From the export sales report, a total of 278,900 bales have already been exported and 218,900 bales are yet to be exported.

The USDA – World Agricultural Outlook Board (WAOB) also released its U.S. Supply and Use Estimate for U.S. cotton. In that report, beginning stocks are estimated to be 18,000 bales. Added to the production estimate, this places total supply of American Pima at approximately 516,000 bales. However, the latest USDA–WAOB estimate only predicts that 470,000 bales will be exported this year and that 35,000 bales will be used domestically for a total consumption estimate of 505,000 bales. Allowing for the additional 10,000 bales of unaccounted stocks, ending stocks for the 2010-2011 crop are forecast to be 20,000 bales.

While the U.S. is still about two months away from the prime planting season, industry forecasts are predicting that plantings could result in a crop that could be about 850,000–900,000 bales. While this number represents a potential production record for American Pima cotton (the previous record was set in the 2007-2008 crop at 852,000 bales), supply of that cotton is already tightening for a number of reasons.

Current Pima crop sold out

With the current crop virtually sold out, no new supply of American Pima cotton will be available to spinners until the 2011-2012 crop is harvested in November this year.

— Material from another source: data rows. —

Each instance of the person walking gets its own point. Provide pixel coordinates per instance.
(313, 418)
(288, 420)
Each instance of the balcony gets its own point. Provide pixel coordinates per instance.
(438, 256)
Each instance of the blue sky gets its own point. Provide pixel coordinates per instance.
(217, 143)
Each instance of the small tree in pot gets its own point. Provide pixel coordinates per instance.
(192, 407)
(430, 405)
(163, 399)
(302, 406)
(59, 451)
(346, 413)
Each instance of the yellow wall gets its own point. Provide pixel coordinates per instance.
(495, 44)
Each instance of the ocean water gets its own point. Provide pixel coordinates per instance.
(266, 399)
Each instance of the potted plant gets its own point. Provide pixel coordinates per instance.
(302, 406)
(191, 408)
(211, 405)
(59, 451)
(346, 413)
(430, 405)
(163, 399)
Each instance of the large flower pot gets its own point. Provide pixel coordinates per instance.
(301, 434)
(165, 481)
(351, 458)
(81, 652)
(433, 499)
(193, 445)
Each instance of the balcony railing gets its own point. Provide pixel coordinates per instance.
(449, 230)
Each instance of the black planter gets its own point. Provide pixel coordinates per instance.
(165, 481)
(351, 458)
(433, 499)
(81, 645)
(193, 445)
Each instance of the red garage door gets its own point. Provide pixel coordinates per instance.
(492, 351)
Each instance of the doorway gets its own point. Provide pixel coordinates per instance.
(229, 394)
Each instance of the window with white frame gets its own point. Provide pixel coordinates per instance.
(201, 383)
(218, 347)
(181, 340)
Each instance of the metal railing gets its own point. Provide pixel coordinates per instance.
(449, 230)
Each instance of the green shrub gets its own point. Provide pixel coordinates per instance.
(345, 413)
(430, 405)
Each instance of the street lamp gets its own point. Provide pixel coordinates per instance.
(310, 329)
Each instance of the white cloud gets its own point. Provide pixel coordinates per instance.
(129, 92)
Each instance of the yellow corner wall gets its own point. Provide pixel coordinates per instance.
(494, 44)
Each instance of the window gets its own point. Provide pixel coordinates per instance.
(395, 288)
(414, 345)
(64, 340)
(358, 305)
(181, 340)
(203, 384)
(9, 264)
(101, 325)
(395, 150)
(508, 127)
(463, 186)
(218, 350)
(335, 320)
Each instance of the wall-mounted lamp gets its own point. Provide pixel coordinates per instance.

If spinning mills were unable to secure enough cotton to meet their demand through November of this year, then there will be early pressure on new crop cotton sales as mills will want to ensure that they are able to secure early shipments of the new crop. This seems to be the case already as 267,700 bales of the new crop have already been sold.

This situation puts additional pressure on the supply side as it is foreseeable that about 30 percent of the new crop will already be sold by the time plantings start. With most new crop sales probably booked for prompt shipments and for top quality cotton, merchants are going to become ever more hesitant to offer bales for sale into the market as they themselves will not be willing to take on more risk on a yet unplanted crop and uncertainty about production and quality.

Additionally, with most of the early sales for prompt shipment, that means any spinning mill coming to the market now will be looking at cotton from a purchase made today, potentially not making it on a vessel for shipment until February/March of 2012. As mentioned earlier, a total of 278,900 bales had been shipped of the current crop as of Feb. 25. That number is very similar to the quantity of bales that have already been sold for the new crop.

As this tight supply situation continues to play out, it is having a significant impact on prices. Quotations from Cotton Outlook for American Pima prices had risen to a level of $3.05 per pound on a CNF Far East basis before the quotation was dropped from the daily report; presumably because supply has basically run out.

For the new crop quotation, Cotton Outlook’s recent report places the American Pima quotation at $2.25 per pound already up from $1.70 per pound starting point at the end of last October.

Even with prices having set new record highs, demand for American Pima and ELS cotton continues to remain consistent. Weekly sales continue to register sales of approximately 10,000 bales per week for the current crop and slightly more for the new crop. Now with the current crop basically sold out, the focus will shift more squarely upon the 2011-2012 crop and its tightening supply.